SonicBlue's stock price had languished to the 23-cent level in recent weeks, and plummeted to 6 cents a share today on the news.
The company will seek reorganization under Chapter 11 in the United States Bankruptcy Court in the Northern District of California, San Jose Division. It also plans to sell the ReplayTV and Rio business units to D&M Holdings Inc., the Japanese parent company of audio equipment subsidiaries Denon Ltd. and Marantz Japan, Inc., for $40 million, less up to $5 million of certain assumed liabilities and subject to adjustment.
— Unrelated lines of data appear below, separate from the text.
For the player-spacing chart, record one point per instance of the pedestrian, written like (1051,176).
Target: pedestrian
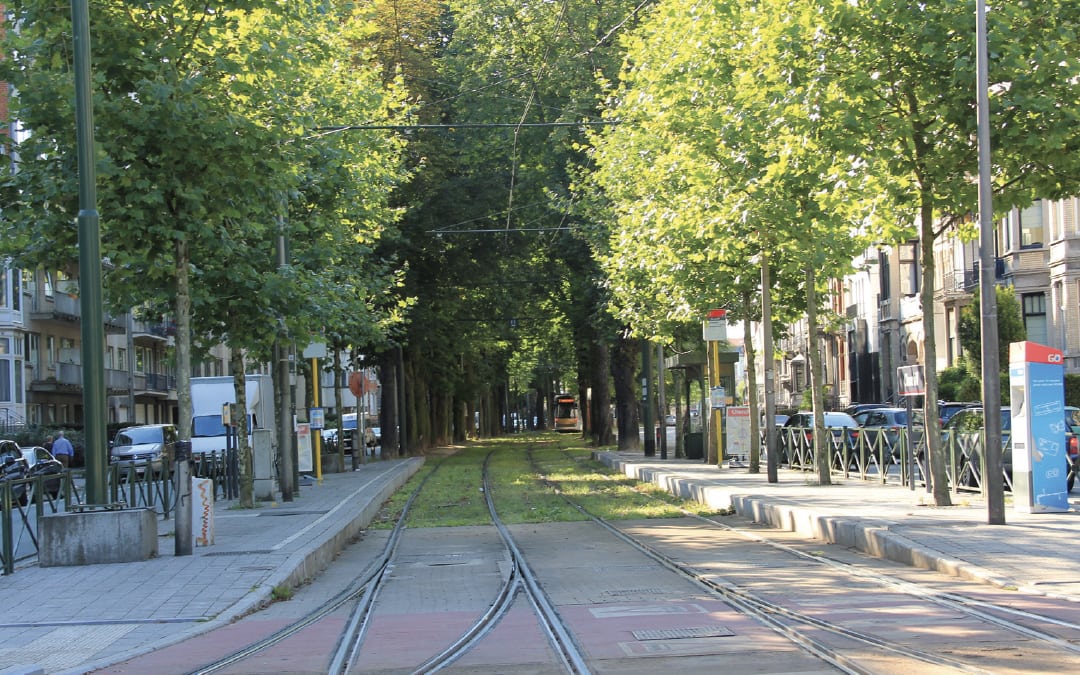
(63,449)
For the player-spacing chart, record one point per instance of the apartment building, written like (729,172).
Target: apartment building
(1037,252)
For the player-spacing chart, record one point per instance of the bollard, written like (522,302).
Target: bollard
(181,455)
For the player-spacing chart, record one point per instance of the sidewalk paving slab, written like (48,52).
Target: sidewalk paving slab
(78,619)
(1034,552)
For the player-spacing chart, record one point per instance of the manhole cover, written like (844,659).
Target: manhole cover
(706,631)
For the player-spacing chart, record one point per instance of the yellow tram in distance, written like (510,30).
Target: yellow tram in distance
(566,413)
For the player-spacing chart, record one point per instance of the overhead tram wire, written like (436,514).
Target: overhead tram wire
(345,127)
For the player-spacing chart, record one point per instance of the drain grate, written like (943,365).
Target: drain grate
(210,553)
(704,631)
(278,513)
(620,592)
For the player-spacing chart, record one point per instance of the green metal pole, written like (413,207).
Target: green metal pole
(650,439)
(90,266)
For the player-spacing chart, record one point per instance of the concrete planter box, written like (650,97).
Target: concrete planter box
(97,537)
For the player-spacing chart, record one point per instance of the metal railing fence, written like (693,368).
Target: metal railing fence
(137,485)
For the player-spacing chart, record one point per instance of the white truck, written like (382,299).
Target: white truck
(207,396)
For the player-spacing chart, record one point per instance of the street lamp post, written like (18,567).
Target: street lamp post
(991,378)
(90,266)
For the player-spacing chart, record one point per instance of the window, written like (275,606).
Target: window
(1030,227)
(5,369)
(885,274)
(1035,316)
(34,350)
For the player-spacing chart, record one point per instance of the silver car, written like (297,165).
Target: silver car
(149,445)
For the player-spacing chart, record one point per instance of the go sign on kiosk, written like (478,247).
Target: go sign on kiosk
(1040,458)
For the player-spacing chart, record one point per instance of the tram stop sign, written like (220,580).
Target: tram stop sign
(912,382)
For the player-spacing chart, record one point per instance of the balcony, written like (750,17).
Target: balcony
(68,379)
(971,279)
(68,309)
(885,310)
(158,333)
(154,383)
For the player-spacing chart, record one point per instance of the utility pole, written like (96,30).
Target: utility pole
(650,440)
(90,267)
(987,293)
(285,475)
(770,388)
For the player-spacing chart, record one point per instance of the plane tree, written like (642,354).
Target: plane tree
(908,70)
(728,151)
(203,120)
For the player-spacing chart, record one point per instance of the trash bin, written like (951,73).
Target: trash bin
(694,443)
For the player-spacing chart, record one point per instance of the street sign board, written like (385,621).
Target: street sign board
(912,382)
(715,327)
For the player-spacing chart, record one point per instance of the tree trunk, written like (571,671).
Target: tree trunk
(183,340)
(935,451)
(240,423)
(625,400)
(822,445)
(755,409)
(388,405)
(601,404)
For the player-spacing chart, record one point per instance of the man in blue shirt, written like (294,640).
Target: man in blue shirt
(63,449)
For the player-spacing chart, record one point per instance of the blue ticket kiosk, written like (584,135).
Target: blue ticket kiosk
(1037,395)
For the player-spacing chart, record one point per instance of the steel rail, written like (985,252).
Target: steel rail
(764,610)
(550,620)
(352,592)
(976,609)
(348,650)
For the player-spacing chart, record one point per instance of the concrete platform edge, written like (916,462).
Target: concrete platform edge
(864,535)
(298,568)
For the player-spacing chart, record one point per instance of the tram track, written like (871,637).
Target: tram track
(364,593)
(1000,616)
(513,570)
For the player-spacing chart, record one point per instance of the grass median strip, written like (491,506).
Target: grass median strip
(454,495)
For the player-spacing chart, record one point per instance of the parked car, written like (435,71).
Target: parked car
(13,468)
(969,422)
(798,429)
(41,462)
(855,408)
(882,429)
(18,462)
(947,408)
(147,445)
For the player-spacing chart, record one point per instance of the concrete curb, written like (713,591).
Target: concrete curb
(872,537)
(298,568)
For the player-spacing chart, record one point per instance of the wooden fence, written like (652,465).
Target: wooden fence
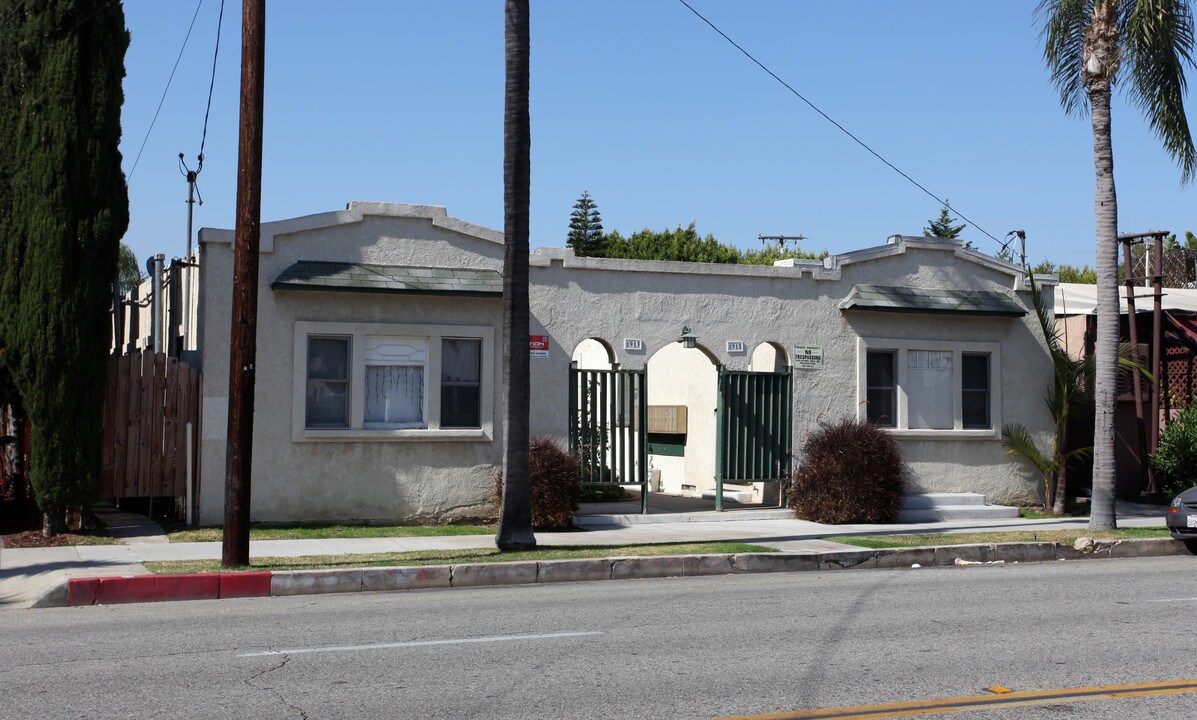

The company's ReplayTV has been the target of a lawsuit by studios and networks seeking to force elimination the PVR unit's ad-skipping and program forwarding capabilities. Ballard recently told a group of analysts that fighting the lawsuit is soaking up as much as 20 percent of the company's revenue.
"We believe the proposed sale transactions will offer SonicBlue's current product lines a stable and financially strong base that will enable product development and current services to carry on," Ballard said. "The Chapter 11 filing will allow SonicBlue to continue its business operations while moving to complete these sales, and will provide the basis for a seamless transition of its businesses. The continued support of our manufacturers and retailers will play an integral role in our ongoing efforts to make the changes that will enable the continued growth and success of our products.”
In addition, the company will sell the assets of GoVideo business unit to Opta Systems, a wholly owned subsidiary of Carmco Investments, for approximately $12.5 million. The terms of the sale of these business units will require the approval of the Bankruptcy Court.
"As the former VP of worldwide sales for SonicBlue and having served for 10 years as the CEO of Sensory Science, the original developers of the GoVideo product line, I understand this business better than anyone," said Roger Hackett, vice chairman, Opta Systems. "I am thrilled to have the opportunity to work closely with the management team again to take GoVideo to the heights we know it can achieve."
SonicBlue has obtained the consent from its senior secured lender for interim use of cash collateral and post-petition financing in the form of an amendment to SonicBlue's pre-petition credit agreement that will provide $4 million of additional financing. In addition, SonicBlue intends to file "first day motions" with the court to support its employees, vendors and customers and to retain Houlihan Lokey Howard & Zukin Capital as financial advisors and Pillsbury Winthrop LLP as legal counsel.
In conjunction with the Chapter 11 filing, and as required under Section 363 of the Bankruptcy Code, SonicBlue also will file a motion for the establishment of bidding procedures for an auction that allows other qualified bidders to submit better offers for its assets. SonicBlue anticipates that the sale of its business units will be completed by the end of April, pending court and regulatory approval.
The bankruptcy follows negotiations with potential buyers and various debt holders on how to bail the company out of debt.